ICEMIS2017, Monastir, Tunisia
978-1-5090-6778-7/17/$31.00 ©2017 IEEE
Transformation system to generate derivational forms
of an Arabic verb with HPSG
Samia Ben Ismail
ISITCom Hammam Sousse
MIRACL Laboratory
Sfax, Tunisia
Samia_benismail@yahoo.fr
Sirine Boukédi
National Engineering School University of Gabes
MIRACL Laboratory
Sfax, Tunisia
sirine.boukedi@gmail.com
Kais Haddar
Faculty of Science of Sfax
MIRACL Laboratory
Sfax, Tunisia
kais.haddar@yahoo.fr
Abstract— the automatic construction of linguistic resources has
always been a center of interest in Natural Language Processing
(NLP). It automatically constructs, for each word, its diverse
morphological forms (i.e., derivational and inflectional), with a
minimum number of rules. Indeed, this process facilitates the texts
analysis essentially morphological analysis which is fundamental
for several applications such as human-machine dialogue and
grammatical error correction. In this context, the main objective of
this work is to develop a transformation system for Arabic
language with Head-driven Phrase Structure Grammar (HPSG)
generating derivational forms of each type of Arabic verb. Based on
a proposed type hierarchy, the conceived derived forms are
specified on Type Description Language (TDL) to validate it with
the Linguistic Knowledge Building (LKB) platform. The added
rules to LKB generate the majority of the derivational forms and
offer reliable results in a short time of execution. As example, we
present in this paper, the generation process of derivational forms
of an Arabic verb.
Keywords— HPSG grammar; LKB morphological analysis; type
description language (TDL); derivational form; type hierarchy.
I. INTRODUCTION
The automatic construction of linguistic resources has
always been a center of interest in NLP domain, mainly with
HPSG (Head-Driven Phrase Structure Grammar) formalism.
Indeed, this process facilitates the texts analysis since analyzing
is an important process in NLP domain, essentially the
morphological analysis. It allows the automatic treatment for the
different type of forms such as inflectional and derivational.
Moreover, it enables to transform an intentional lexicon to
extensional lexicon. In fact, it is sufficient to enter just the
canonical form and all the other forms (inflectional and
derivational) will be treated automatically. Yet, this automatic
construction is necessary for several applications such as
human-machine dialogue and grammatical errors correction.
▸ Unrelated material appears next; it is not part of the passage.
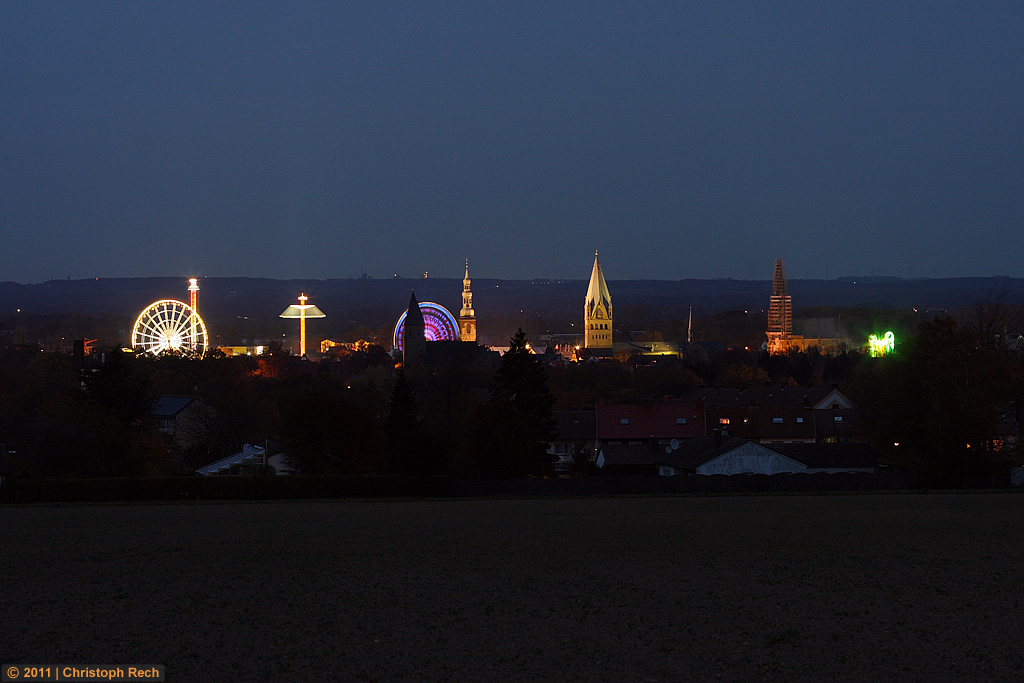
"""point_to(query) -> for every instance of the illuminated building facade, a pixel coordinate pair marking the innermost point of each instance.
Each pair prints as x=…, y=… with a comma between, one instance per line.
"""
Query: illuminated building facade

Despite this importance, the literature showed that there
exists a lack for Arabic language essentially at the lexical and
morphological levels. In this context, some works were
interested mainly on syntactic aspect and other treated some
morphological forms of Arabic word. However, this treatment
was generally incomplete principally at the morphology level
(inflectional and derivational) of Arabic language. This is due to
the presence of many problems encountered in linguistic
processing. Among these problems, the main difficulty that was
frequently prevalent is to find the adequate classification of
lexical entries. Indeed, the inflection and the derivation terms are
grammatically different and require important treatments on
each category of words (i.e. verb and noun). In fact, each
category possesses a diversity of regular and irregular forms.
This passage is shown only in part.